A Systematic Evaluation of Object Detection Networks for Scientific Plots

Are existing object detection methods adequate for detecting text and visual elements in scientific plots which are arguably different than the objects found in natural images? To answer this question, we train and compare the accuracy of Fast/Faster R-CNN, SSD, YOLO and RetinaNet on the PlotQA dataset with over 220,000 scientific plots. At the standard IOU setting of 0.5, most networks perform well with mAP scores greater than 80% in detecting the relatively simple objects in plots. However, the performance drops drastically when evaluated at a stricter IOU of 0.9 with the best model giving a mAP of 35.70%. Note that such a stricter evaluation is essential when dealing with scientific plots where even minor localisation errors can lead to large errors in downstream numerical inferences. Given this poor performance, we propose minor modifications to existing models by combining ideas from different object detection networks. While this significantly improves the performance, there are still 2 main issues: (i) performance on text objects which are essential for reasoning is very poor, and (ii) inference time is unacceptably large considering the simplicity of plots. Based on these experiments and results, we identify the following considerations for improving object detection on plots: (a) small inference time, (b) higher precision on text objects, and (c) more accurate localisation with a custom loss function with non-negligible loss values at high IOU (> 0.8). We propose a network which meets all these considerations: It is 16x faster than the best performing competitor and significantly improves upon the accuracy of existing models with a mAP of 93.44%@0.9 IOU.

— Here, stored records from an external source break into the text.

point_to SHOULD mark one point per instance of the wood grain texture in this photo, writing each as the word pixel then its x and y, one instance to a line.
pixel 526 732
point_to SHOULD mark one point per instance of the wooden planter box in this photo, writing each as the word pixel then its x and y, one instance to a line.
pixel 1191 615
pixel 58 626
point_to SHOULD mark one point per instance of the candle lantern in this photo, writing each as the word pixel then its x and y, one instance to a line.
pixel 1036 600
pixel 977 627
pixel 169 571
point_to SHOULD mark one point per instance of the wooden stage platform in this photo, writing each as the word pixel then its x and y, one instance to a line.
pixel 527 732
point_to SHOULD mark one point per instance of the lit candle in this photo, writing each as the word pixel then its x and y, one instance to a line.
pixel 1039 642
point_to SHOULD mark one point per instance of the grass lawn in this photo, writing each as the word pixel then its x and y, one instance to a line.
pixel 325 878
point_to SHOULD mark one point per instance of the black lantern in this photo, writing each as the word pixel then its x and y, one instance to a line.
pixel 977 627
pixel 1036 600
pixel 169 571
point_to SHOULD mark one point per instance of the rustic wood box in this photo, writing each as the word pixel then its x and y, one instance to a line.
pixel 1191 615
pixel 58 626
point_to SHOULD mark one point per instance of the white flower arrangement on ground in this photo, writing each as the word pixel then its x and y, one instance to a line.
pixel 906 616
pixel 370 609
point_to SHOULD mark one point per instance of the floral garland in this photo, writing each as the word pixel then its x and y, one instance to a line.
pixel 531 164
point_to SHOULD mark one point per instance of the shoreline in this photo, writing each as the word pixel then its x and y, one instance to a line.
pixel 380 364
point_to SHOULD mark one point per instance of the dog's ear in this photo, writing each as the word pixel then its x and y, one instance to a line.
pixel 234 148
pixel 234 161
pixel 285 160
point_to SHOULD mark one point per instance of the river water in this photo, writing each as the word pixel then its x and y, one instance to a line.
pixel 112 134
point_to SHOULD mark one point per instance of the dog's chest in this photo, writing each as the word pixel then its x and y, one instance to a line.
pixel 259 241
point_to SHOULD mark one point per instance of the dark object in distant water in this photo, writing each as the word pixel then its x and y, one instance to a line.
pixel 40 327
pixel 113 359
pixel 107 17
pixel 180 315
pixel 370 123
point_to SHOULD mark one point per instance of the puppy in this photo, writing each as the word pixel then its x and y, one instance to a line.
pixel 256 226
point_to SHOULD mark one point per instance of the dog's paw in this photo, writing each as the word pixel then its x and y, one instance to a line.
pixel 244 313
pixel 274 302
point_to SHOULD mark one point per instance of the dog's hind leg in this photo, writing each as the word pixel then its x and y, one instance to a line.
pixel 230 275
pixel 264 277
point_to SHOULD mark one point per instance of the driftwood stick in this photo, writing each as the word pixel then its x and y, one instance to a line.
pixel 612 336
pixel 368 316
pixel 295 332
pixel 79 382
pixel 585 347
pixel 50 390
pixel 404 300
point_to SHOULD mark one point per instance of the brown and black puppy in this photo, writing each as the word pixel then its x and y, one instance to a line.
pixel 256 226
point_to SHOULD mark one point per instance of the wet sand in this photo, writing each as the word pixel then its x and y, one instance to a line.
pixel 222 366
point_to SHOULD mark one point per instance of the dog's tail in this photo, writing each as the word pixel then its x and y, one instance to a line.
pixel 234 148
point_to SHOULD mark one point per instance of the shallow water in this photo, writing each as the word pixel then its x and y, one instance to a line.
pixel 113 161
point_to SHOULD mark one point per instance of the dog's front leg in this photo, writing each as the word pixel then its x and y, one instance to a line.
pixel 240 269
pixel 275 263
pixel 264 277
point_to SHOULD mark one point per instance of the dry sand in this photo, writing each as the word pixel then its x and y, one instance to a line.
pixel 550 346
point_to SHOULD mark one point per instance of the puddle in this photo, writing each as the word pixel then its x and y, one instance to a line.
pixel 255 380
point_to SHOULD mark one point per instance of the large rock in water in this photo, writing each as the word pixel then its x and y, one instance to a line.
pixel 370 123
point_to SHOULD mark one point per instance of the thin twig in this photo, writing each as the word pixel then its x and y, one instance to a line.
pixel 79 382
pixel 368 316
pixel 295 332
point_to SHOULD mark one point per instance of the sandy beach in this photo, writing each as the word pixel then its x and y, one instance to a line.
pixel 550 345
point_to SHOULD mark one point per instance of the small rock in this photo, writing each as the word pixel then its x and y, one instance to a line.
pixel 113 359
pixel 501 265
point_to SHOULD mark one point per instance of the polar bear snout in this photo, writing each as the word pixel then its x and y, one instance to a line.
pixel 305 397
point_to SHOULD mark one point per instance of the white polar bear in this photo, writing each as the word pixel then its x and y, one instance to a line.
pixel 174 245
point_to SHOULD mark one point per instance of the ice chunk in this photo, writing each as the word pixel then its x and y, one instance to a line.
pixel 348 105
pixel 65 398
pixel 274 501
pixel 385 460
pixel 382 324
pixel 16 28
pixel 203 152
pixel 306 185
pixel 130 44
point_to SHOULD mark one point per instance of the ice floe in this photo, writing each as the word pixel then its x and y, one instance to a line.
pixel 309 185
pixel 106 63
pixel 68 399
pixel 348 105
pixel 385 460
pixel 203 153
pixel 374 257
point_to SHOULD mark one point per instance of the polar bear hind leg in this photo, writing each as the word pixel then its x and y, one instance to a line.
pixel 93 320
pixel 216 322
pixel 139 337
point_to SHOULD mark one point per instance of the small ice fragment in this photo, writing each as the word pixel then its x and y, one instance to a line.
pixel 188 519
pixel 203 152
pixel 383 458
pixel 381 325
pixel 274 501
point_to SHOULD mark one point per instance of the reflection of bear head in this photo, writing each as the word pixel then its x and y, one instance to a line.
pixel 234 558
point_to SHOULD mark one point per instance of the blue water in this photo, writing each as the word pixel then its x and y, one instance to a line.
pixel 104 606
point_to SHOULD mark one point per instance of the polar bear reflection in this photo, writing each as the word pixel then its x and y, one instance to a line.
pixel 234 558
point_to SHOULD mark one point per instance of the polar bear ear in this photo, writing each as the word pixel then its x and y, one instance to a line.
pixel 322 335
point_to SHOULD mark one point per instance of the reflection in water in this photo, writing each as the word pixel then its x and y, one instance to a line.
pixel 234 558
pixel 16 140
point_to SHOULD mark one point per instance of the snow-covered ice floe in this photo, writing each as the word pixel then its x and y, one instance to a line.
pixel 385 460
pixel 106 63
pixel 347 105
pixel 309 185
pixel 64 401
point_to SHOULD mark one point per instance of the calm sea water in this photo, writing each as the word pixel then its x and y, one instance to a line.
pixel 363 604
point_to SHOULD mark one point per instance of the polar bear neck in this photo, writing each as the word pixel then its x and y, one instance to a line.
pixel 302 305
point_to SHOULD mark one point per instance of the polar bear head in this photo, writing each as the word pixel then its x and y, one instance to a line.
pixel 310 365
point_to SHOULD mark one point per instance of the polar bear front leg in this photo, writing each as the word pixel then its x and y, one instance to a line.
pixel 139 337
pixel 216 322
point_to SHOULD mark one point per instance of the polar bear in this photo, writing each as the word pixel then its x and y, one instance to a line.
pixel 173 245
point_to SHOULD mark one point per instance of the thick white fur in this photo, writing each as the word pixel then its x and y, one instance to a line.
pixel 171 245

Data Interpretation over Plots

Reasoning over plots by question answering (QA) is a challenging machine learning task at the intersection of vision, language processing, and reasoning. Existing synthetic datasets (FigureQA, DVQA) do not model variability in data labels, real-valued data, or complex reasoning questions. Consequently, proposed models for these datasets do not fully address the challenge of reasoning over plots. We propose PlotQA with 8.1 million question-answer pairs over 220,000 plots with data from real-world sources and questions based on crowd-sourced question templates. 26% of the questions in PlotQA have answers that are not in a fixed vocabulary, requiring reasoning capabilities. Analysis of existing models on PlotQA reveals that a hybrid model is required: Specific questions are answered better by choosing the answer from a fixed vocabulary or by extracting it from a predicted bounding box in the plot, while other questions are answered with a table question-answering engine which is fed with a structured table extracted by visual element detection. For the latter, we propose the VOES pipeline and combine it with SAN-VQA to form a hybrid model SAN-VOES. On the DVQA dataset, SAN-VOES model has an accuracy of 58%, significantly improving on highest reported accuracy of 46%. On the PlotQA dataset, SAN-VOES has an accuracy of 54%, which is the highest amongst all the models we trained. Analysis of each module in the VOES pipeline reveals that further improvement in accuracy requires more accurate visual element detection.